Она жадно вдыхала в себя родной воздух и ела рябчика, а он с умилением глядел на неё и радостно смеялся.
VI
По-видимому, с середины зимы Дымов стал догадываться, что его обманывают. Он, как будто у него была совесть нечиста, не мог уже смотреть жене прямо в глаза, не улыбался радостно при встрече с нею и, чтобы меньше оставаться с нею наедине, часто приводил к себе обедать своего товарища Коростелёва, маленького стриженого человечка с помятым лицом, который, когда разговаривал с Ольгой Ивановной, то от смущения расстёгивал все пуговицы своего пиджака и опять их застёгивал и потом начинал правой рукой щипать свой левый ус. За обедом оба доктора говорили о том, что при высоком стоянии диафрагмы иногда бывают перебои сердца, или что множественные невриты в последнее время наблюдаются очень часто, или что вчера Дымов, вскрывши труп с диагностикой «злокачественная анемия», нашёл рак поджелудочной железы. И казалось, что оба они вели медицинский разговор только для того, чтобы дать Ольге Ивановне возможность молчать, т. е. не лгать. После обеда Коростелёв садился за рояль, а Дымов вздыхал и говорил ему:
— Эх, брат! Ну, да что! Сыграй-ка что-нибудь печальное.
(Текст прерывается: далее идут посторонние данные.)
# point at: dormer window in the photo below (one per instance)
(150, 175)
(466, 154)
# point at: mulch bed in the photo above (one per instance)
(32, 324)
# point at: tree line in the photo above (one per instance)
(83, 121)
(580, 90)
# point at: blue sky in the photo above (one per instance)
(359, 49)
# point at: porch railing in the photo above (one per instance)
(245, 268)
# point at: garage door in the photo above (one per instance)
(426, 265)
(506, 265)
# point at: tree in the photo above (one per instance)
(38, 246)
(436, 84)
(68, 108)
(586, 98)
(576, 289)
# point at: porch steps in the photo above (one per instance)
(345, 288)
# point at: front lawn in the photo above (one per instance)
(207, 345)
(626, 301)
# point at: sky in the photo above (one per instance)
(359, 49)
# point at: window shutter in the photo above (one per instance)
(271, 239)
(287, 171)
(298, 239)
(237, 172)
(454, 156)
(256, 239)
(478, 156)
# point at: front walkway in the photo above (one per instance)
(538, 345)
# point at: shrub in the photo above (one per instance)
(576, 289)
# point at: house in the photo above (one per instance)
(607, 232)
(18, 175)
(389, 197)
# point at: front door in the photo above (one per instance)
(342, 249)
Подняв плечи и широко расставив пальцы, Коростелёв брал несколько аккордов и начинал петь тенором «Укажи мне такую обитель, где бы русский мужик не стонал», а Дымов ещё раз вздыхал, подпирал голову кулаком и задумывался.
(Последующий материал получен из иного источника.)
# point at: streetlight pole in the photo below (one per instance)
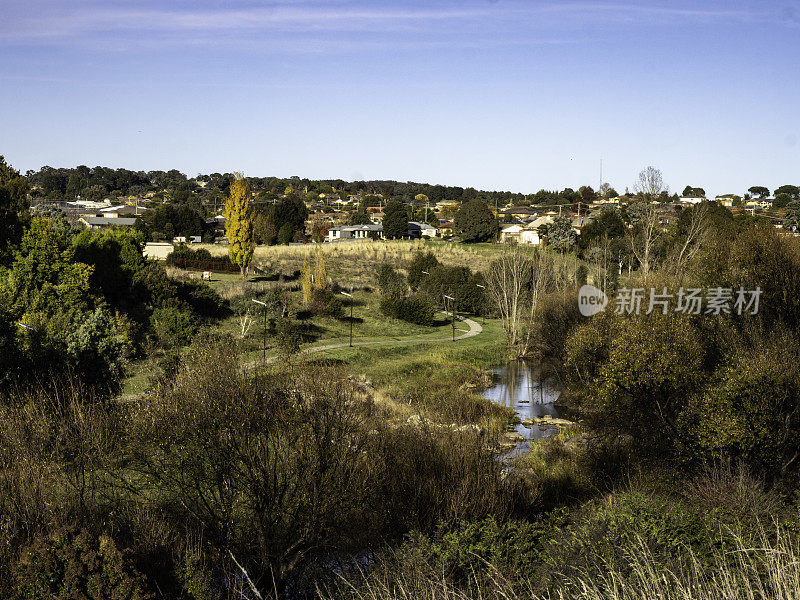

В последнее время Ольга Ивановна вела себя крайне неосторожно. Каждое утро она просыпалась в самом дурном настроении и с мыслью, что она Рябовского уже не любит и что, слава богу, всё уже кончено. Но, напившись кофе, она соображала, что Рябовский отнял у неё мужа и что теперь она осталась без мужа и без Рябовского; потом она вспоминала разговоры своих знакомых о том, что Рябовский готовит к выставке нечто поразительное, смесь пейзажа с жанром, во вкусе Поленова, отчего все, кто бывает в его мастерской, приходят в восторг; но ведь это, думала она, он создал под её влиянием и вообще, благодаря её влиянию, он сильно изменился к лучшему. Влияние её так благотворно и существенно, что если она оставит его, то он, пожалуй, может погибнуть. И вспоминала она также, что в последний раз он приходил к ней в каком-то сером сюртучке с искрами и в новом галстуке и спрашивал томно: «Я красив?» И в самом деле, он, изящный, со своими длинными кудрями и с голубыми глазами, был очень красив (или, быть может, так показалось) и был ласков с ней.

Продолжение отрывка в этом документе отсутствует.